Namun, Arin masih bergelut dengan rasa takut. Takut akan luka yang belum sepenuhnya sembuh itu terbuka kembali kalau ia memutuskan untuk menjalin hubungan lagi dengan laki-laki.

Bukan maksud Arin menggeneralisasi semua laki-laki akan melakukan hal yang sama seperti yang Ale lakukan beberapa bulan ke belakang, tapi kemungkinan itu tetap bisa terjadi. Yang dilakukan oleh Ale bukanlah hal yang membuat Arin trauma. Terlalu dini rasanya untuk mengatakan hal tersebut sebagai "trauma". Arin lebih menganggap luka yang ditorehkan Ale menyebabkan dirinya takut dan agak sulit meyakinkan dirinya sendiri lagi untuk kembali menjalin komitmen dengan lawan jenis.

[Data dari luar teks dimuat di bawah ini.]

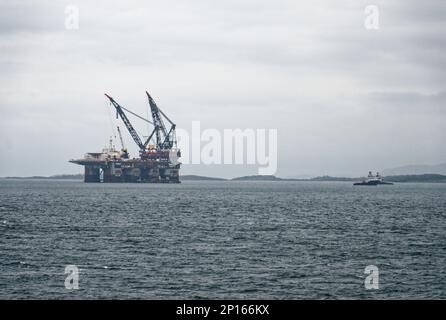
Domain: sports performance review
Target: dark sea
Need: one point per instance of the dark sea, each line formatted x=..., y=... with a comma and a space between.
x=221, y=240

Arin tidak bermaksud menyalahkan Ale. Bagi Arin, kandasnya hubungan mereka juga disebabkan oleh Arin yang tidak mencoba bertanya pada Ale. Sebelum akhirnya Ale yang memutuskan hubungan mereka secara sepihak, dengan alasan yang awalnya agak sulit di terima oleh Arin, karena Arin baru mendengar istilah yang Ale gunakan pada saat itu dan pada saat itu pun Arin merasa ia tidak merasakan hal yang sama. Arin masih menyayangi Ale, sedang Ale tidak.

Atas dasar ketakutan itu, maka Arin memutuskan untuk menemui Ayi, kakak sepupunya yang bisa dibilang cukup mengenal pribadi Ecan.

Bagai gayung bersambut, belum juga Arin mengabari kalau dirinya ingin bertemu dengan Ayi, Ayi sudah terlebih dahulu mengajak Arin untuk bertemu. Karena kebetulan Ayi hari itu bisa pulang lebih awal dari rumah sakit.

"Halo Arin sayaaaaang! Ketemu yuuuk, teteh kangen." Kata Ayi melalui sambungan telepon.

"TETEEHHHHHH! Ih aku baru aja mau telepon teteh ngajak ketemu!!!" jawab Arin bersemangat.

"Kamu kelar kelas jam berapa?" tanya Ayi.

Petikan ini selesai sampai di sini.